Jim and his son were struggling when I walked in. The tube in Jim’s throat meant he couldn’t make sounds. The stroke in his past had taken his fine motor skills, making writing almost impossible and illegible. There was a letter board that his son was trying to use, but there was one more disability that Jim had. The impatience of his son.
Jim Junior would ask a question and then push for a fast answer.
But communication doesn’t work like that.
In perfect mechanical terms, the auditory nerve processes sound, the eyes gather clues, the brain hears the question, forms an answer, and then has to figure out how to express that answer using the available communication technology.
Even with ears and eyes and brains and voices and hands that work as designed, communication is a frustrating process, because behind the data is meaning. At our best, we all struggle to have people understand our meaning, our heart, our intentions, our fears. We struggle to understand those offerings from others.
And in the hospital, no one is at their best.
1. Stop. Stop assuming and start assessing. Ask questions about capacity. Gather clues. Build your awareness.
2. Develop a database of communication understanding. I watched a doctor talking to a patient’s wife about a critical situation. The patient had a dissecting aorta. In a younger man, the surgery would be urgent, major, and hopeful. For this patient, even the surgery could be deadly, and the condition would be, too. The doctor explained it as carefully and gently as he could. The wife responded with the sympathy she would use if the doctor were describing the death of his dog.
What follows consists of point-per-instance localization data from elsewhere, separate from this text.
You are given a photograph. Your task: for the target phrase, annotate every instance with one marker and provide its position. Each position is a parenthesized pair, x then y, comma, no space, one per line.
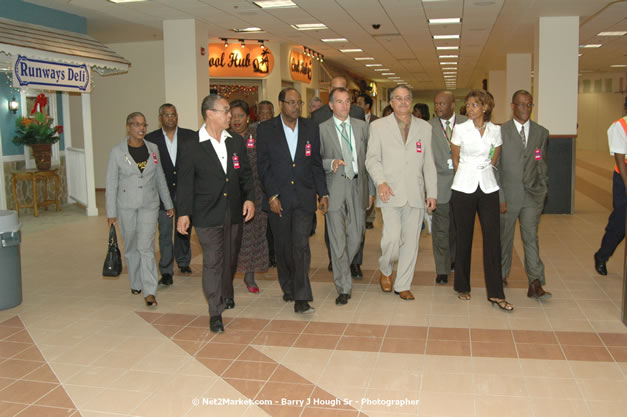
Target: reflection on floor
(81,344)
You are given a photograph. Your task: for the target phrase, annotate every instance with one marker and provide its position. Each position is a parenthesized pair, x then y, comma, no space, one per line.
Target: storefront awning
(42,42)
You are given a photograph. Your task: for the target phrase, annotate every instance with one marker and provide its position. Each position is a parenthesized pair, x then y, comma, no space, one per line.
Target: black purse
(113,261)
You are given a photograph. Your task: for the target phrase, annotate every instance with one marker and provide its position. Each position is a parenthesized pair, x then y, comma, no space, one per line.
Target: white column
(186,70)
(517,77)
(556,71)
(90,177)
(496,87)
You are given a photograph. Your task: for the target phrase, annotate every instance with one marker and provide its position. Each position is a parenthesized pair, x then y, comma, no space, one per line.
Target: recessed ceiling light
(445,21)
(248,30)
(445,37)
(274,4)
(617,33)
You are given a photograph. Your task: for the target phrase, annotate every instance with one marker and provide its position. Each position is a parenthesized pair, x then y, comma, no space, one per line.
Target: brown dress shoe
(536,290)
(405,295)
(386,283)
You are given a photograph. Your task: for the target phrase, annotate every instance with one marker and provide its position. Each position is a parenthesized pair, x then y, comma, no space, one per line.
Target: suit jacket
(129,188)
(519,170)
(441,155)
(330,149)
(324,113)
(295,181)
(408,172)
(205,191)
(169,169)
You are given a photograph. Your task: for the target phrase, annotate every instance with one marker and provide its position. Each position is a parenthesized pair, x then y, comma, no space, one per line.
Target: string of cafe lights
(313,54)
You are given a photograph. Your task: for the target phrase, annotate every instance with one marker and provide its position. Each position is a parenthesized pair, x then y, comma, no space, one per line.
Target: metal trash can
(10,261)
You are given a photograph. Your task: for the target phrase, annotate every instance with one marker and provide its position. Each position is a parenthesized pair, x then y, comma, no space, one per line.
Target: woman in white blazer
(135,183)
(476,146)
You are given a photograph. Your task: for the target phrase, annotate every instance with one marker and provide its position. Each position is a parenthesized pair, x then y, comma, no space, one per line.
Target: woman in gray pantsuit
(135,182)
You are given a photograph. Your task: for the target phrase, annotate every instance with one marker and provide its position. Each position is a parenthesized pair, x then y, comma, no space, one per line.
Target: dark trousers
(465,207)
(291,249)
(180,250)
(220,247)
(615,229)
(359,256)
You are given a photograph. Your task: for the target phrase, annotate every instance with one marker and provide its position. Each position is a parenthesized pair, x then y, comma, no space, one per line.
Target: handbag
(113,261)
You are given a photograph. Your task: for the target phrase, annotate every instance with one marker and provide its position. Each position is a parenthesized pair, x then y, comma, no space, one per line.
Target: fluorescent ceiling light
(445,21)
(445,37)
(274,4)
(248,30)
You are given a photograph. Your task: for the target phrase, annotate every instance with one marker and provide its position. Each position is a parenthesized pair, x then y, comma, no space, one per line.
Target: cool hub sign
(47,75)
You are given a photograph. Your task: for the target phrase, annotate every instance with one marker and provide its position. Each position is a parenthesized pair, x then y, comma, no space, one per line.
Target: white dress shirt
(349,131)
(617,138)
(475,168)
(171,145)
(219,147)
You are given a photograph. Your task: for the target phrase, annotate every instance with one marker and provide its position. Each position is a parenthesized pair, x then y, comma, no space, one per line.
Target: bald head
(444,104)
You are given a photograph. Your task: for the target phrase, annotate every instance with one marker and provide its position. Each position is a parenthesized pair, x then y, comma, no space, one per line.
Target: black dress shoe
(303,307)
(166,279)
(342,299)
(441,279)
(216,325)
(599,265)
(356,271)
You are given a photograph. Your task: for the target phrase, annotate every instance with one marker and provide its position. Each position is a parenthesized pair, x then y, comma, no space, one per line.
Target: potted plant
(38,133)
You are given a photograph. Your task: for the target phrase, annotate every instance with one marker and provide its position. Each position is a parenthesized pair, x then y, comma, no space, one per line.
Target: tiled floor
(81,344)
Compassion, gentleness, but a vague detachment.
It was frustrating for him.
When he walked out, I mentioned that she had seemed to have some cognitive impairment, the kind that I recognized from my mother’s Alzheimer’s shaped thinking. “That’s good to know,” the doctor said.
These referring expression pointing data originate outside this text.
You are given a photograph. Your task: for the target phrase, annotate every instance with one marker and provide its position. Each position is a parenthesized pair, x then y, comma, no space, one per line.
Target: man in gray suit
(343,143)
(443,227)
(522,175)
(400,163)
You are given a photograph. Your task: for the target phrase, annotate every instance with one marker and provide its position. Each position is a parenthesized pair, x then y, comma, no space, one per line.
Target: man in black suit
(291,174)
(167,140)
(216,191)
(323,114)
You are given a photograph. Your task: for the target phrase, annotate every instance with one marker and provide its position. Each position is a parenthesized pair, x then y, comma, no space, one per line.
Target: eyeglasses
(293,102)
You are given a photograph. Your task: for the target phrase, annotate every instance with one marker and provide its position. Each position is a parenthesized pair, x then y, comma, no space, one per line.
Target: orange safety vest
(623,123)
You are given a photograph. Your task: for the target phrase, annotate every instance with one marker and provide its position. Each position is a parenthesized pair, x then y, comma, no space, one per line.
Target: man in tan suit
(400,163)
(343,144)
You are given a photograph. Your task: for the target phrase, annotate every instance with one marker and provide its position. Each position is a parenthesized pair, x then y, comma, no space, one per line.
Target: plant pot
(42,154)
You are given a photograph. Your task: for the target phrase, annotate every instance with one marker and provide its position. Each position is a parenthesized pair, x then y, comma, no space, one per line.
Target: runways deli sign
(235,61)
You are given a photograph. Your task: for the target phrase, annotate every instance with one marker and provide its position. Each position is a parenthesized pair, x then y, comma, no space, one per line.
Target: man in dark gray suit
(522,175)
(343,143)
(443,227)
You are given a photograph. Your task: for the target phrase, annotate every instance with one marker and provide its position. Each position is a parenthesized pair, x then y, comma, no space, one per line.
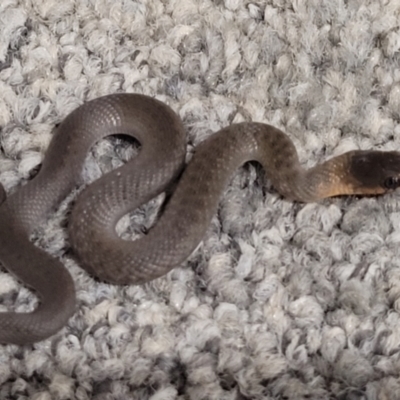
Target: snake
(160,166)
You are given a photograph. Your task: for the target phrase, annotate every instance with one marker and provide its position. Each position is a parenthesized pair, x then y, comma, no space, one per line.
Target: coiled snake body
(160,161)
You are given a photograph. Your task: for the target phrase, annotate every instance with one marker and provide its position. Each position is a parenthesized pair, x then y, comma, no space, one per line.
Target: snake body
(187,214)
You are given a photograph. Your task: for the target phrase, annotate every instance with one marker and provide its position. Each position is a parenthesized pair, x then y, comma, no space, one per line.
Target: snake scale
(160,162)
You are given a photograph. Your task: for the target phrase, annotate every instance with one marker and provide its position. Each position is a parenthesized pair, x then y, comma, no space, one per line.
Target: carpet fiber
(281,300)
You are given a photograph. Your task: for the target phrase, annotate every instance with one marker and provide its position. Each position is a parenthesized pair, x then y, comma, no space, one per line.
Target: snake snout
(376,171)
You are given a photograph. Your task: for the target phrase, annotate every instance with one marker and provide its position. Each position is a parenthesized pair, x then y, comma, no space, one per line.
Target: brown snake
(187,214)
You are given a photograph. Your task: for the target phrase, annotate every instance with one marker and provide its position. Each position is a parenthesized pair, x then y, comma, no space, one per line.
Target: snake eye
(392,183)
While identifying symptoms and diagnoses can lead to stereotyping, they can also lead to adaptations. Cues can make us stop and ask questions rather than plunging on. “Do you have any questions,” is not a helpful question if a patient or family have not heard or processed the information.
3. Develop communication alternatives. I’ve started carrying a laminated sheet of paper and a dry-erase marker so I can write to patients who cannot hear, and I can invite those who cannot speak to write. One research project identified several communication tools that could be used in intensive care areas with intubated patients and then pointed out that most ICUs don’t have the tools available.
If we started assessment with communication accessibility, it would make the rest of the assessments more effective.
Eddie died three days after being diagnosed with lung cancer. He’d been caring for Mabel after her stroke. Mabel was in a wheelchair. Her right hand rested on her lap. The only word she could say was “yes.”